In the modern era and particularly within the last 30 years, rapidly increasing militarization in border security, immigration policy, and Immigration Customs and Enforcement locally has contributed to a lower quality of life for many individuals, notably indigenous and communities of color. IFCLA works to bring awareness to these vast issues of increasing militarization through local collaborations with organizations. IFCLA strives to help the St. Louis community recognize the connections between local manifestations of policing and policing practices in Latin America.
Each year IFCLA sends volunteers to Dilley, Texas to work with the CARA Project in supporting women and children detained at the South Texas Family Residential Center. Volunteers act as legal assistants and interpreters, and meet with the asylum seekers to help them prepare for their credible fear interviews.
Most recently, in December 2017, a team of IFCLA representatives visited Dilley, Texas.
Read Marissa Ornelas's reflection here.
Honduras Working Group
Honduras suffered a military coup on June 28, 2009, which ousted the democratically-elected president, José Manuel “Mel” Zelaya Rosales. Since that event, Honduras has become the most violent country in the Americas, and nascent citizen movements have been repressed. Journalists, human rights lawyers and members of the LGBT community have particularly suffered great oppression and loss of life in the past 5 years. These realities have been widely ignored both by the U.S. press and by our government. For those of us who have been standing in solidarity with the poor of Latin America, the Honduras coup signaled the return to violent strategies that suppressed people’s movements more commonly in the 1980’s.

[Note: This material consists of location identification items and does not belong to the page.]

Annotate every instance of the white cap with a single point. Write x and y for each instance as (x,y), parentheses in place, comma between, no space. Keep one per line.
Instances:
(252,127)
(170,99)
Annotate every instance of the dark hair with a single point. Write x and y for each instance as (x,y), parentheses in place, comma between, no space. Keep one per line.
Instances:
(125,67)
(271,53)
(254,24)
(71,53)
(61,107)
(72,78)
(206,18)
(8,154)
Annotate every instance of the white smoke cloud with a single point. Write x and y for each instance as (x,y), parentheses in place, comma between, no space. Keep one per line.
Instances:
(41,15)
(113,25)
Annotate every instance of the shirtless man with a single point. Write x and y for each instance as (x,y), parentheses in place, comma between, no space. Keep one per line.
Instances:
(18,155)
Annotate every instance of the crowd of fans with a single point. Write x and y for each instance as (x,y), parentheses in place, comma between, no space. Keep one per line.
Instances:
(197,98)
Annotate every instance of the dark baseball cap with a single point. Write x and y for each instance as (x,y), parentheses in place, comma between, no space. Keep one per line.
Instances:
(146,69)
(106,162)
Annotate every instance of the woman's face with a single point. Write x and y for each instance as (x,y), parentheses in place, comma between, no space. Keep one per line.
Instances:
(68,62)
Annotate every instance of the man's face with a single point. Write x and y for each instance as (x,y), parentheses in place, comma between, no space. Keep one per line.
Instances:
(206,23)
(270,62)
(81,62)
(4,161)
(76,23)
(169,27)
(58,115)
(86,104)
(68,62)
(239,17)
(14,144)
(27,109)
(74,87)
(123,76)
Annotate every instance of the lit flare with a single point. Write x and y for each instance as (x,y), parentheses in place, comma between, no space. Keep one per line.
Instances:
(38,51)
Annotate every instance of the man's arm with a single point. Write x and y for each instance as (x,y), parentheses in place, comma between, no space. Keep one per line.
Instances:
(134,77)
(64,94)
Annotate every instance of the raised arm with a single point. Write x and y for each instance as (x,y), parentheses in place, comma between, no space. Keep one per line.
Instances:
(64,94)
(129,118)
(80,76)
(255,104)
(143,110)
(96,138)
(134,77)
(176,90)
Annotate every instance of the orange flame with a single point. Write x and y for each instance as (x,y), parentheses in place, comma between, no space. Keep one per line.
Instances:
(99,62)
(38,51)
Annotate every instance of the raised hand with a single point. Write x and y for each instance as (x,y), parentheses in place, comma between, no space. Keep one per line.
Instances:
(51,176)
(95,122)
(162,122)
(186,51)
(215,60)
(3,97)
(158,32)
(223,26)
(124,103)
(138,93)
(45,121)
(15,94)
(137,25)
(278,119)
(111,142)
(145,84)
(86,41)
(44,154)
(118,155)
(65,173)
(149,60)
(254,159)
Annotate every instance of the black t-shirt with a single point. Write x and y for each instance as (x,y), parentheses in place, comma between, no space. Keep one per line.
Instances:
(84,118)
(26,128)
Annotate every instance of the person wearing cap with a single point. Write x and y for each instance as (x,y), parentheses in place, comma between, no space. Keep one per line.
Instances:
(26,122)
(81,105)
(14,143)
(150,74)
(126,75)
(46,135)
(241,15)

IFCLA, in conjunction with a number of other local and national solidarity organizations, has been responding to events in Honduras to convey the realities of repression to decision makers and to call for citizen action when urgent needs arise. Two of our members joined delegations monitoring last November’s elections in Honduras. Three IFCLA volunteers participated in the Honduras Solidarity Network’s conference in Chicago in January. We have also formed a Honduras Watch Group to more methodically track events in Honduras and generate action alerts to people in our community who may want to respond. We plan St. Louis events to share the findings of our election observers and respond annually to the anniversary of the coup on June 28.